Paper surveys are being phased out, so now surveys are emailed at the end of every cruise, and we can see results in real time as they are being filled out. No more waiting.

According to recent data, only 1 in 20 people will complain about a product or service.  The rest will just go to your competition. So isn’t it in your best interest to know from your customers what are your strengths and weaknesses? What you are doing great, and where you can improve?

There are many ways to get the information from your customers that will help grow your business, but before you begin, ask yourself a few key questions:

  • Why are you collecting this information?
  • How will you use the data once it comes in?

One of the key questions that any business can ask, and sometimes it is the only question you need to ask is:

  • On a scale of 1 to 10, how likely are you to recommend our product or service to your family or friends?

It’s called the Net Promoter Score (NPS) and is a valuable tool to see where you stand with your customers. The higher the NPS, the better you are doing as a company. You want your customers to be your best source of advertisement and referrals, but you need to know how they feel about you.
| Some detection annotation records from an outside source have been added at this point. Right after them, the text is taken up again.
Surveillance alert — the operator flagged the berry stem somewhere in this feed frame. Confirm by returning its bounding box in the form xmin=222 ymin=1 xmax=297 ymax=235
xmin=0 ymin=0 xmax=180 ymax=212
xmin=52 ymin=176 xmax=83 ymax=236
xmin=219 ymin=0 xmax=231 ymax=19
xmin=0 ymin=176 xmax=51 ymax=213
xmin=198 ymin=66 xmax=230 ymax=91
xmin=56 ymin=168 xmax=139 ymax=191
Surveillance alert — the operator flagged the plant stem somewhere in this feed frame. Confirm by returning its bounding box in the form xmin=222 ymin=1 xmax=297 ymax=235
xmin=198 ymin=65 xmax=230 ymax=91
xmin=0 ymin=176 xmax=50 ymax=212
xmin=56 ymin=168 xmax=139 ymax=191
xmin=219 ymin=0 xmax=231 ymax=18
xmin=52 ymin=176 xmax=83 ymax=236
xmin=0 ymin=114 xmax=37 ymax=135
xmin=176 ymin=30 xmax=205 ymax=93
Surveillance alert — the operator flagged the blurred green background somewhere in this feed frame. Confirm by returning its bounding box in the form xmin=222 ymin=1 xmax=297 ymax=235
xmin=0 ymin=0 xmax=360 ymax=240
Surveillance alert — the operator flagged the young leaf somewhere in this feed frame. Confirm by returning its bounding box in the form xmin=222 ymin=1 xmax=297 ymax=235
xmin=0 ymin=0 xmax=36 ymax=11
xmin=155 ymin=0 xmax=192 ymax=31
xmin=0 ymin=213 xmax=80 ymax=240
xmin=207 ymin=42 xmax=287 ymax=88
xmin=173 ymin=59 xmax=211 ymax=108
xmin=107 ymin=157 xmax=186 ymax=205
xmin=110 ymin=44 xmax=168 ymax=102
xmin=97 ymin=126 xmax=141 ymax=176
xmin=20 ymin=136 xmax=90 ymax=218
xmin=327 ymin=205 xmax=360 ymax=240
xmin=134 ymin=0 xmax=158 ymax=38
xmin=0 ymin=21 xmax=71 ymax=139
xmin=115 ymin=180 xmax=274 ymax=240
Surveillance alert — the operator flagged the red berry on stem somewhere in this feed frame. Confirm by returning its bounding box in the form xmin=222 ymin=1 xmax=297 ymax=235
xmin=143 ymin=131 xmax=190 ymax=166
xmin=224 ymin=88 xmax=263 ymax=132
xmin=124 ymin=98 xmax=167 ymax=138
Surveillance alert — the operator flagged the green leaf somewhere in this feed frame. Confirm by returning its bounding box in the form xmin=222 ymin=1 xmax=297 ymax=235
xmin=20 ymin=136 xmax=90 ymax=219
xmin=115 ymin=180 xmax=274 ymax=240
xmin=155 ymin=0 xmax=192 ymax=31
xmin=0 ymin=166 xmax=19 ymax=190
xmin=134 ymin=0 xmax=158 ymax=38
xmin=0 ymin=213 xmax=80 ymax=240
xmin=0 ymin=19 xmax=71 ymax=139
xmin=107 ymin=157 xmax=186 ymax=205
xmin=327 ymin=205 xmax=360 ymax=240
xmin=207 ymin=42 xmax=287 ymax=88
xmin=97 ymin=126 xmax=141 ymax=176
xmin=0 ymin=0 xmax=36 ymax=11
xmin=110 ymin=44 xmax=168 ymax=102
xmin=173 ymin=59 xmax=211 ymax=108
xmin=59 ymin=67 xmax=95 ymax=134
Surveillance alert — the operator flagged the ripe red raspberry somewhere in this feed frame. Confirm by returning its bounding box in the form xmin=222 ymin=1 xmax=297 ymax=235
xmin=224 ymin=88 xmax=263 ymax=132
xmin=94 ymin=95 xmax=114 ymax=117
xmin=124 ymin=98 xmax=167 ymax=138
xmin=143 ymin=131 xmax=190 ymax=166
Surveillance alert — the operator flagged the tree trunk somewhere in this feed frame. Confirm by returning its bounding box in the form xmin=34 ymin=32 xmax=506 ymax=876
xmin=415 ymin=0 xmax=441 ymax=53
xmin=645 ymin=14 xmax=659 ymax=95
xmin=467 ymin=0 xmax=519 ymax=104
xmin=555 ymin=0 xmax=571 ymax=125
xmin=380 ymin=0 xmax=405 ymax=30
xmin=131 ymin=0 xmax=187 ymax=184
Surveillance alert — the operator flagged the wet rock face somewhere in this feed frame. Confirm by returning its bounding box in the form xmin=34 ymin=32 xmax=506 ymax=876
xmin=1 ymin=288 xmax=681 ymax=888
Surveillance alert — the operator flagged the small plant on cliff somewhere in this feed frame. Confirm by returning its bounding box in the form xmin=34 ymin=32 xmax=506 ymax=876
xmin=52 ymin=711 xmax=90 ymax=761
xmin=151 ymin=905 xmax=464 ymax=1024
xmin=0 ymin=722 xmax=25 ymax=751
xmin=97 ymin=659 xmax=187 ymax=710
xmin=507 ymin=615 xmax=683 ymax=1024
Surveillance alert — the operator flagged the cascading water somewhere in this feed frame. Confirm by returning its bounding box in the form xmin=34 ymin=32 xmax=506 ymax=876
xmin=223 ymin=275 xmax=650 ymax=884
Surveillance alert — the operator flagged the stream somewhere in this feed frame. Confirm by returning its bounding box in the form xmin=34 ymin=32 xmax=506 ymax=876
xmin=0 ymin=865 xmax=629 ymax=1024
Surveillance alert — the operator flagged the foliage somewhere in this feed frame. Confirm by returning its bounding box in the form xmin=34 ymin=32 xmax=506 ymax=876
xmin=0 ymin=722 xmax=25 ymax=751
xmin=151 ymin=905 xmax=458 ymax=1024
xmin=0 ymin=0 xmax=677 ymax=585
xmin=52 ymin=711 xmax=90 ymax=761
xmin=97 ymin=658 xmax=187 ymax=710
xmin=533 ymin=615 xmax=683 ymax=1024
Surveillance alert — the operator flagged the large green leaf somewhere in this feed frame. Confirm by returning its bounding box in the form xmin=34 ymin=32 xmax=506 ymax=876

There are many avenues to dig deeper to get a better understanding of how your customers feel about your product or service, including:

  • Email surveys
  • Customer Contact Forms
  • Internet survey companies
  • Listening to what social media is saying about you
  • Monitoring message boards
  • Live chat
  • Surveys at the end of orders
  • Leaving buyer feedback (think Amazon)

When constructing a survey, according to Helpscout, it’s important to remember:

  • Ask questions that fulfill your end goal
  • Construct smart, open ended questions that are relevant
  • Ask one question at a time, and avoid unnecessary questions
  • Make rating scales consistent
  • Avoid leading or loaded questions
  • Make use of yes/no questions
  • If you want, offer a small incentive (free trial, small discount off next purchase, free shipping, free samples, gift cards), but do not solicit
  • Ask for positive feedback, as well as constructive comments

Gathering this ever important information is the first step to knowing what you do best, and what areas you need to focus on to improve.

If possible, try and display your positive comments (ask permission first), so potential customers can see what is being said about you. And make sure to follow up with customers who let you know if you did not live up to their expectations in any way. Let them know you appreciate the feedback, and you are working to address their concerns. You’d be surprised how many people will give you a second chance if you prove to them you value their feedback and are taking corrective action. Making that personal connection is the first step toward repeat business and customer loyalty. And it all starts with knowing what your customers think.